Calvert Jubilee is a tranquil reserve and a lovely place to look out for birds arriving to spend the winter in Britain.
Cholsey Marsh, Oxon
Pause on a walk along the Thames Path to explore Cholsey Marsh nature reserve. Riverside marshes such as this are now scarce because of large-scale drainage. This nature reserve is home to a wealth of plants, insects and birds that depend on the wet reed and sedge beds. It's a favoured roosting site for wagtails, corn and reed buntings.
College Lake, Bucks
Throughout the late autumn and winter College Lake is home to many overwintering wildfowl. The reserve is widely regarded as one of the best places in Buckinghamshire for water birds, and with many hides overlooking the lake, this is a great destination for bird watchers or for families, whatever the weather.
Enjoy more local wildfowl on the Tring Reservoirs Wild Walk which is a circular walk that includes College Lake, a section of the Grand Union Canal and three nearby reservoirs.
Hosehill Lake, Berks
Hosehill Lake is one of several lakes that form the Theale Gravel Pits Complex.
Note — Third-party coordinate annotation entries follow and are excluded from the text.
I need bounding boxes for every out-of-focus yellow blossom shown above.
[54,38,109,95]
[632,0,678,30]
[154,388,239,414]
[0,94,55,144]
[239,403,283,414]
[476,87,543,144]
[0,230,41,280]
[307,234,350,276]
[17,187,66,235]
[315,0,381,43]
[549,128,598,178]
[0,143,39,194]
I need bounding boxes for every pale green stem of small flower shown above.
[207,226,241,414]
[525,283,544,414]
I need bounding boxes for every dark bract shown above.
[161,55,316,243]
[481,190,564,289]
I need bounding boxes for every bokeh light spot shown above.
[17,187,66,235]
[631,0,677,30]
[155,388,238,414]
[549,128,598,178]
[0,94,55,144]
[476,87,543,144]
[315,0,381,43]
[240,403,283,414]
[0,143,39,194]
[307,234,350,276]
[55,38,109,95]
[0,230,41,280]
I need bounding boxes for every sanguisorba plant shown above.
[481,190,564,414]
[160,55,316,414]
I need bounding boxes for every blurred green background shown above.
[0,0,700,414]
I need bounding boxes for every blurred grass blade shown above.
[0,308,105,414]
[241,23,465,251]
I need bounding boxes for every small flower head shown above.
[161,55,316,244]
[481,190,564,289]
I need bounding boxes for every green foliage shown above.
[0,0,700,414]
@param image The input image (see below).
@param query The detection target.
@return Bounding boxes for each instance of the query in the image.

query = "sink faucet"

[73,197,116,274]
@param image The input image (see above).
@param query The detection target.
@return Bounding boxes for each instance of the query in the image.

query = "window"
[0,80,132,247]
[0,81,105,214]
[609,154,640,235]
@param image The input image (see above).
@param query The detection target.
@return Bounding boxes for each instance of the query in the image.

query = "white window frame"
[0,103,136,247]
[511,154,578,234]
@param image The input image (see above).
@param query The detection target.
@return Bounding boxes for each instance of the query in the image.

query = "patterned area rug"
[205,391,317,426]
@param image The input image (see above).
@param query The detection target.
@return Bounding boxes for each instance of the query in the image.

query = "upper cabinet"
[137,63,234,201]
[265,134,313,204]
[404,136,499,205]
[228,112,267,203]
These former extraction sites were flooded to form the lakes in the early 1980s and they are all interconnected.
The Fox and Hounds pub, opposite Hosehill Lake, offers BBOWT members a discount off your food and drink. Contact the pub for more information, 0118 930 2295.
Shepperlands Farm, Berks
The heath and woods are bursting with colourful fungi this autumn. The small heathland glade was resurrected from pine plantation, and is developing into a valuable addition to this regionally significant habitat.
There are some wonderful old oak trees scattered around the reserve. These trees and their decaying wood make homes for countless insects, as well as the woodpeckers and treecreepers. Listen out for their call as you explore.
Wells Farm, Oxon
Explore this working farm, which is run in harmony with nature. The hedgerows are managed so there are plenty of berries for birds to feed on during the autumn. Look out for large flocks of linnets gathering, along with starlings and fieldfares.
Retained winter stubble and seed-bearing crops provide food and shelter for mixed flocks of finches in the colder months.